Kogler: Viele Pflegekräfte mit migrantischem Hintergrund

Auch Kogler bezeichnet die Reisebeschränkungen als „sinnvolle und notwendige“ Maßnahme für die nächsten Wochen. Über die Formulierung des ÖVP-Obmanns war er aber offenbar nicht erfreut. „Das Virus macht keinen Unterschied, wo in großen Gruppen gefeiert wird.

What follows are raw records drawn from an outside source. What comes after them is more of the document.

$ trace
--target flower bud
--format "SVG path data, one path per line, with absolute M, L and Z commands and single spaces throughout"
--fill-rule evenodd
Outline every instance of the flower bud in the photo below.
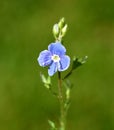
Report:
M 66 32 L 67 32 L 67 28 L 68 28 L 68 25 L 65 24 L 65 26 L 62 28 L 61 30 L 61 33 L 62 33 L 62 37 L 65 36 Z
M 59 26 L 60 29 L 62 29 L 65 26 L 65 18 L 60 19 L 58 26 Z
M 55 38 L 57 38 L 59 36 L 59 32 L 60 32 L 60 30 L 59 30 L 58 24 L 54 24 L 53 35 L 54 35 Z

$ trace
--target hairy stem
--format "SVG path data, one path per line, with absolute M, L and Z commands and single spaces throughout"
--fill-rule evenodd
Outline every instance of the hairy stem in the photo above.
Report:
M 58 91 L 59 91 L 59 102 L 60 102 L 60 130 L 65 130 L 66 112 L 64 109 L 64 97 L 62 91 L 62 79 L 61 73 L 58 71 Z

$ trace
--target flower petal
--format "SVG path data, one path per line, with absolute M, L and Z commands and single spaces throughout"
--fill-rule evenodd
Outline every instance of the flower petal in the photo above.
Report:
M 57 63 L 52 62 L 52 64 L 49 66 L 48 74 L 49 76 L 54 75 L 57 72 Z
M 51 43 L 48 46 L 48 50 L 52 53 L 52 55 L 56 54 L 60 56 L 66 53 L 65 47 L 60 42 Z
M 69 65 L 70 65 L 70 57 L 67 55 L 62 56 L 58 64 L 58 71 L 64 71 L 68 69 Z
M 42 51 L 37 60 L 38 60 L 40 66 L 45 67 L 45 66 L 50 65 L 52 62 L 50 51 L 48 51 L 48 50 Z

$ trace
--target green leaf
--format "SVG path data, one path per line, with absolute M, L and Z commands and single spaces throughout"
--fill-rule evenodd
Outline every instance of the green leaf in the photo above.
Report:
M 57 128 L 55 127 L 55 123 L 51 120 L 48 120 L 49 125 L 51 126 L 50 130 L 57 130 Z
M 47 89 L 50 89 L 51 87 L 51 78 L 50 76 L 48 76 L 47 78 L 44 76 L 44 74 L 40 74 L 40 77 L 41 77 L 41 80 L 42 82 L 44 83 L 44 86 L 47 88 Z
M 87 61 L 88 56 L 83 58 L 73 58 L 72 70 L 77 69 L 79 66 L 83 65 Z

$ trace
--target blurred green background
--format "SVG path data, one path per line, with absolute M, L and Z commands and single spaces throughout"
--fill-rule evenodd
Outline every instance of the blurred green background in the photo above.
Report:
M 67 54 L 89 57 L 70 77 L 67 130 L 114 130 L 113 0 L 0 1 L 0 130 L 48 130 L 48 119 L 58 121 L 37 57 L 54 41 L 52 26 L 61 17 L 69 25 Z

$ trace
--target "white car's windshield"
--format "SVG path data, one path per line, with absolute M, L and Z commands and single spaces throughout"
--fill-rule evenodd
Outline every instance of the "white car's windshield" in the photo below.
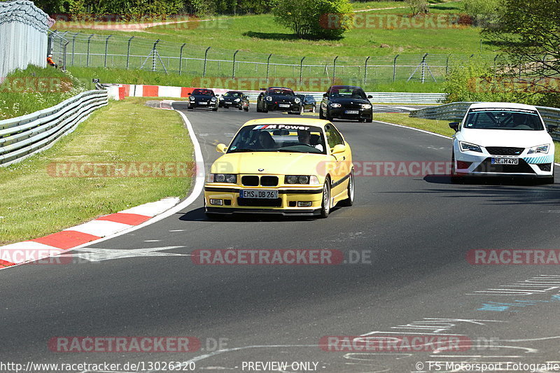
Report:
M 519 109 L 477 108 L 467 115 L 465 128 L 475 129 L 545 129 L 536 111 Z
M 325 154 L 325 139 L 319 127 L 259 125 L 241 129 L 227 153 L 293 152 Z

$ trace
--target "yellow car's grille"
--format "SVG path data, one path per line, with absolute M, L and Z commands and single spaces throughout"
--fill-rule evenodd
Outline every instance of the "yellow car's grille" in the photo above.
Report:
M 244 186 L 277 186 L 278 176 L 246 175 L 241 176 L 241 183 Z

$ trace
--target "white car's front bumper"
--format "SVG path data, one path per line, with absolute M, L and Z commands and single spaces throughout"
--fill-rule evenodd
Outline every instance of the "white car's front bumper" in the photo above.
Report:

Ich bedaure sehr, dass das viele Menschen als verletzend erlebt haben“, sagte Kogler dazu laut APA noch.

„Und ich denke da besonders an die vielen Frauen und Männer, die sich bei uns seit vielen Monaten in Pflegeheimen, Spitälern – da auch in den Intensivstationen – und in anderen wichtigen Bereichen voll einsetzen.“ Viele von ihnen hätten biografische Wurzeln in den „gestern einseitig angesprochenen Regionen“, meinte Kogler und forderte mehr Respekt und Feingefühl.

Auch SPÖ kritisiert Kurz-Aussage

Nicht nur die Grünen stießen sich an der Formulierung von Kurz: Die SPÖ-Frauen und die sozialdemokratische LGBTIQ-Organisation SoHo orteten darin „Hetze“ und forderten eine Entschuldigung des Kanzlers. SOS Mitmensch warnte in einer Aussendung am Donnerstag vor einer „Verrohung der Politik“.

Die Aussagen von Kurz, wonach Österreicher mit Migrationsbiografien das Virus ins Land eingeschleppt hätten, seien verwerflich und abzulehnen, kritisierte SPÖ-Frauenvorsitzende Gabriele Heinisch-Hosek. Frauen mit Migrationsbiografien würden als Krankenschwestern, Pflegerinnen und im Handel arbeiten.

„Statt diesen Frauen die Wertschätzung und Würdigung, die sie verdient haben, zukommen zu lassen, macht Kurz sie zu Sündenböcken für den dramatischen Anstieg der Infektionszahlen in Österreich.“ Sie forderte daher eine Entschuldigung und Klarstellung des ÖVP-Obmanns. SPÖ-Chefin Pamela Rendi-Wagner hatte vor Kurzem ihren Fünfpunkteplan zur Eindämmung der Pandemie präsentiert und darin generell „strenge Einreiseregeln“ und Quarantäne mit Tests am fünften Tag gefordert.

Vergleich mit Trumps „Spaltungsrhetorik“

Niemand bestreite, dass Urlaube in und außerhalb Österreichs zum Infektionsgeschehen beigetragen haben, meinte SOS Mitmensch-Sprecher Alexander Pollak. Der Grund für die sehr hohen Krankheits- und Todeszahlen sei aber die späte Reaktion der Bundesregierung, betonte er. „Die Aussagen des Kanzlers erinnern an die Sündenbock- und Spaltungsrhetorik von Donald Trump und gehen auf Kosten der Demokratie und des Zusammenlebens.“ Kurz’ Aussagen hatten zuvor auch in Sozialen Netzwerken Wellen geschlagen.

Schallenberg verteidigt Kurz

ÖVP-Außenminister Alexander Schallenberg wies Donnerstagnachmittag Koglers Kritik an Kurz zurück. Kurz als Gegner des Westbalkans darzustellen sei „absurd“, meinte Schallenberg in einem Statement. Weiters betonte er, dass Urlaubsreisen in Pandemiezeiten eine Gefahr seien. Letzteres wird auch von Kogler und anderen Kritikern von Kurz’ Aussagen nicht bestritten. Stein des Anstoßes ist, dass Kurz explizit die Österreicherinnen und Österreicher, die Verwandte in den Ländern haben, hervorhob.